Her words are sharp and concise like the rest of her. Her clothes, her hair, her office—all of it direct and tidy. Monique Braxton is a woman in control of her life, the kind of woman I would like to be though know I never will. Like a beagle being envious of a fox, I can try, but at the end of the day, only one of us is going to end up dinner for the mountain lions, and chances are it's not going to be the fox.
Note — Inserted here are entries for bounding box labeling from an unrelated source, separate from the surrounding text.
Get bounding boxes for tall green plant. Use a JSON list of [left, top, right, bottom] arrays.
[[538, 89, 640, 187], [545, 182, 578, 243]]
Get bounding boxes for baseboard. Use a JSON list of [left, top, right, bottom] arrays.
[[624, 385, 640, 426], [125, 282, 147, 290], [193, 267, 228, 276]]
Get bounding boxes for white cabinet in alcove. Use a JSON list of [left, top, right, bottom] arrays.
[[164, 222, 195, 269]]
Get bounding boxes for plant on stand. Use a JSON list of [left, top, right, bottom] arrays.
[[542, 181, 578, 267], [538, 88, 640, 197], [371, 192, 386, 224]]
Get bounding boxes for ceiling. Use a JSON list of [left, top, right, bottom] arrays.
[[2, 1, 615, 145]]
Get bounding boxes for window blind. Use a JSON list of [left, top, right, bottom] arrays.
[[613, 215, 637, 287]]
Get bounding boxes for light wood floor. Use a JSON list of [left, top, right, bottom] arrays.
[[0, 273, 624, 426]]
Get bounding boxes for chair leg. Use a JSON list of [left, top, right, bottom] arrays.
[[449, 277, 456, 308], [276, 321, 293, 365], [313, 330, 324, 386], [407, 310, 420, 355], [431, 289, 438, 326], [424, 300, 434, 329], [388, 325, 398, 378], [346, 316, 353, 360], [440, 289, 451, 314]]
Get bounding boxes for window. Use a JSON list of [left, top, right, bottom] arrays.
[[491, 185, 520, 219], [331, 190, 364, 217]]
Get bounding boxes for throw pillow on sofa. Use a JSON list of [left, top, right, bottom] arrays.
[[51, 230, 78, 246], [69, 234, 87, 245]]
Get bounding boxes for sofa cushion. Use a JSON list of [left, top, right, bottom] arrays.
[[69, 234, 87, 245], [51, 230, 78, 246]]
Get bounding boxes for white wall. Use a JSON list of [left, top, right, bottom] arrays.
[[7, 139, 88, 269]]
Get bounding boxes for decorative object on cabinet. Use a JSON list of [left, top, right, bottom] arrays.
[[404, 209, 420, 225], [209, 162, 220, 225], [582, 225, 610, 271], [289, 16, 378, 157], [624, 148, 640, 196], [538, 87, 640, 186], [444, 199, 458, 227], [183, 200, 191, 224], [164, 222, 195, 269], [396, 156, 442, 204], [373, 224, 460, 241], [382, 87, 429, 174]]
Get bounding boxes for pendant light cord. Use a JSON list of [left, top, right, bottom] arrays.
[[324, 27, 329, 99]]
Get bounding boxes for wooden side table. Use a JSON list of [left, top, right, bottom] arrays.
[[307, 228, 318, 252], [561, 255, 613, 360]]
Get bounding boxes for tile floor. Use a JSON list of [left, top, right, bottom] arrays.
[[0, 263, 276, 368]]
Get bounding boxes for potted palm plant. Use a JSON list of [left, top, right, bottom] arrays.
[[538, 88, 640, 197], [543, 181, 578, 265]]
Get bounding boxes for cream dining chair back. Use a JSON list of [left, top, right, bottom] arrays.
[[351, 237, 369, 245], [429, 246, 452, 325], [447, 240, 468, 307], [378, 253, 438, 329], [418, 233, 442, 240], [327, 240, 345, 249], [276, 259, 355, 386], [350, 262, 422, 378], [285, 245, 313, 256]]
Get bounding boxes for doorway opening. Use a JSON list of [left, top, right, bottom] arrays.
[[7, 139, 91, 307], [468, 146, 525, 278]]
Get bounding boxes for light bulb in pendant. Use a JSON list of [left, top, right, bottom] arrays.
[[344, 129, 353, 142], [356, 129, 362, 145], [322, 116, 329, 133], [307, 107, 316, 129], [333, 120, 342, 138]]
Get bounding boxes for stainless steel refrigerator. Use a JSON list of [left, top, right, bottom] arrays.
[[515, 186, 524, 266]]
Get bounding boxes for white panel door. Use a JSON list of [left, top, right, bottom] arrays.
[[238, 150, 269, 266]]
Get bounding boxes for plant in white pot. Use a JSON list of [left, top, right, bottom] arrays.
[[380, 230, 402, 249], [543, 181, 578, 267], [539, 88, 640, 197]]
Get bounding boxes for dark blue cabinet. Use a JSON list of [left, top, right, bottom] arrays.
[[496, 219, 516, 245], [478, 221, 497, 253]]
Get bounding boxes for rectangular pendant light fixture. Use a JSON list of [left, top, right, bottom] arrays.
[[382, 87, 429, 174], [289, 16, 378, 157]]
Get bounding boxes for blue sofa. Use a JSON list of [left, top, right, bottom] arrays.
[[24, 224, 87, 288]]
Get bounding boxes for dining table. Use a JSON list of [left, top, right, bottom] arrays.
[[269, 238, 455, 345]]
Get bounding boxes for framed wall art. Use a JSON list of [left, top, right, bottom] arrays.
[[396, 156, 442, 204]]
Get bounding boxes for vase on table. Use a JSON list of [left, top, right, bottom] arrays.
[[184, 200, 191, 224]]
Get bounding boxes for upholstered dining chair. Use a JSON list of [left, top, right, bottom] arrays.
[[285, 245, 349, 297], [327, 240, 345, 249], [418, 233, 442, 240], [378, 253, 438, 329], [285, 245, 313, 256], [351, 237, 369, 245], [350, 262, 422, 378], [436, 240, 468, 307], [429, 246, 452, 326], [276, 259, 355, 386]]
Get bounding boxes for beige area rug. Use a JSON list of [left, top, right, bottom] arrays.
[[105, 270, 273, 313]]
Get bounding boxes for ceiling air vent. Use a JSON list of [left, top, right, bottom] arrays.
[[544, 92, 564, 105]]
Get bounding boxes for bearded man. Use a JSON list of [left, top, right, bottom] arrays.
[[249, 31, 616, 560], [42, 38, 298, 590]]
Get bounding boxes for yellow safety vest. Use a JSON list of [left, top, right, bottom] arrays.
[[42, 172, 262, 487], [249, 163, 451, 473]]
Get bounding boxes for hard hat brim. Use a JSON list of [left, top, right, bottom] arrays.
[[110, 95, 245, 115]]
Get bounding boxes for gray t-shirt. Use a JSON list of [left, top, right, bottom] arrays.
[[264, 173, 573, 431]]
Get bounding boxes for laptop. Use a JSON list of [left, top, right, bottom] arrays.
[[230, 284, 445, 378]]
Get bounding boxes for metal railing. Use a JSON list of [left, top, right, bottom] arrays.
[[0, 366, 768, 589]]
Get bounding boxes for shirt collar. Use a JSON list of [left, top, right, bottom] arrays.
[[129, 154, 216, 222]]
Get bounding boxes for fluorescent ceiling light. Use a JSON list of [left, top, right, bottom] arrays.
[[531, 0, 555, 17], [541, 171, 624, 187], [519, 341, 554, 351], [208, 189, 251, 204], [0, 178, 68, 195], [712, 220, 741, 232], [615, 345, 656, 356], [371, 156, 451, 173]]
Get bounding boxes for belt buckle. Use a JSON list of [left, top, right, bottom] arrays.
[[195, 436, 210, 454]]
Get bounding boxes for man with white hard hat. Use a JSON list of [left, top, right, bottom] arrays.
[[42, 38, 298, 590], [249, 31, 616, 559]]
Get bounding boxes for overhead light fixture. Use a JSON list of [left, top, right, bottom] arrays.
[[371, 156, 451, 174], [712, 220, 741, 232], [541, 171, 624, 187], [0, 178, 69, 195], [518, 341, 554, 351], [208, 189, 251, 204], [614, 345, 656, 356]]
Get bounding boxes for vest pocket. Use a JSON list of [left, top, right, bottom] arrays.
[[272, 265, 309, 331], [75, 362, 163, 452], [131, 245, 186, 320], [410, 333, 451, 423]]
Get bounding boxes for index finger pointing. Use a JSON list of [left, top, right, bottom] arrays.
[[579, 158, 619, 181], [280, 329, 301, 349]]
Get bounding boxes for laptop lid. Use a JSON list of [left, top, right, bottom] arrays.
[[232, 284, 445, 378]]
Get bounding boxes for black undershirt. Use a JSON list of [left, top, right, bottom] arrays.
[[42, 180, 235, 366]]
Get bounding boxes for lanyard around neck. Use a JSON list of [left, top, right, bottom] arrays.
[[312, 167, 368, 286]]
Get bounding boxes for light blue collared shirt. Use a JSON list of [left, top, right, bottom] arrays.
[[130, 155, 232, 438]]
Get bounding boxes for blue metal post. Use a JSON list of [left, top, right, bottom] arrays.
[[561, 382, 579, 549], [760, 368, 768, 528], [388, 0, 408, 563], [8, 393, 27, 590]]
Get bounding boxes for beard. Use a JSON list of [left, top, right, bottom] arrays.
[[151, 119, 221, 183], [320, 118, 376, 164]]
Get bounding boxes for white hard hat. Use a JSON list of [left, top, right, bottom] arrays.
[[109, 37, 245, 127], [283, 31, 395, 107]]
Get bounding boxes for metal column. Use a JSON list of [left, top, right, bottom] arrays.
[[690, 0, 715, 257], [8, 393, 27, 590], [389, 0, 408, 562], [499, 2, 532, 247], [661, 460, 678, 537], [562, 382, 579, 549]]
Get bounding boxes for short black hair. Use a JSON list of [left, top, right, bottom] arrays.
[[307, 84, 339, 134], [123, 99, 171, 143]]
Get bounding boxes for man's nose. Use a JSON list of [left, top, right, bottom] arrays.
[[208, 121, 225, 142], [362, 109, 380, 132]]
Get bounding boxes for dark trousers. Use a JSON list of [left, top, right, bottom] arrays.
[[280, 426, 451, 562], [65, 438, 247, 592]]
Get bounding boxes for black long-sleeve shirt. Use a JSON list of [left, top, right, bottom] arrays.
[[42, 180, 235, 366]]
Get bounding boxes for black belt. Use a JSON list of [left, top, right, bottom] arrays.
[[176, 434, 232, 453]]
On the wall behind Monique are her claims to fame, over a hundred framed eight-by-ten black-and-white headshots of the children she's discovered and turned into household names, everyone from the megahit band Colorwand to Lloyd Stevens, the actor who plays the adorable Axel on the hit series
The Hamptons
.

My eyes catch on a portrait toward the bottom left, a boy in a striped shirt, his dark bangs draped across slashed eyebrows and smoldering eyes. I stare at his lips, remembering how I used to fantasize about kissing them when I was eleven. Brian Raffo, my first crush. He played Mike Sloan in the movie
The Inside Job
—the tough, street-smart kid who gave a lawyer a dollar to defend him against the police who were trying to bully him into testifying against the mob.

For years, I kept that same photo pasted inside my closet door, until the day Brian got busted for drugs. When I heard the news, I took the picture down and threw it away. It pissed me off, like what he had done was personal. Which in a way it was, four years is a long time to love someone when you're only fifteen.

“I miss him,” Monique Braxton says, following my stare to look with me at Brian's immortalized eleven-year-old image. “He was one of my first clients.” Her voice cracks with emotion, and suddenly I remember he's dead. Dead a long time. I don't remember how long, but long enough that I read about it in the newspaper instead of online. I remember there were two photos beneath the headline, one of him from the movie and the other, a recent one of him as an adult.

Monique Braxton pulls her shoulders back to recompose her flawless veneer, but she does a poor job of it, a glassiness remains in her eyes that wasn't there before, and I know I was right; Monique Braxton doesn't have children of her own. Behind her are her children, a hundred of them, and she cares about them as much as any mother does.

I glance again at the picture of Brian and realize with a shudder that my tastes didn't change much from when I was a girl to when I was a young woman. Sean looks a lot like Brian, same intense eyes and wiseass smirk. He ended up being a disappointment as well, and I wonder if I was predestined to be attracted to great-looking, sweet-talking losers who lie.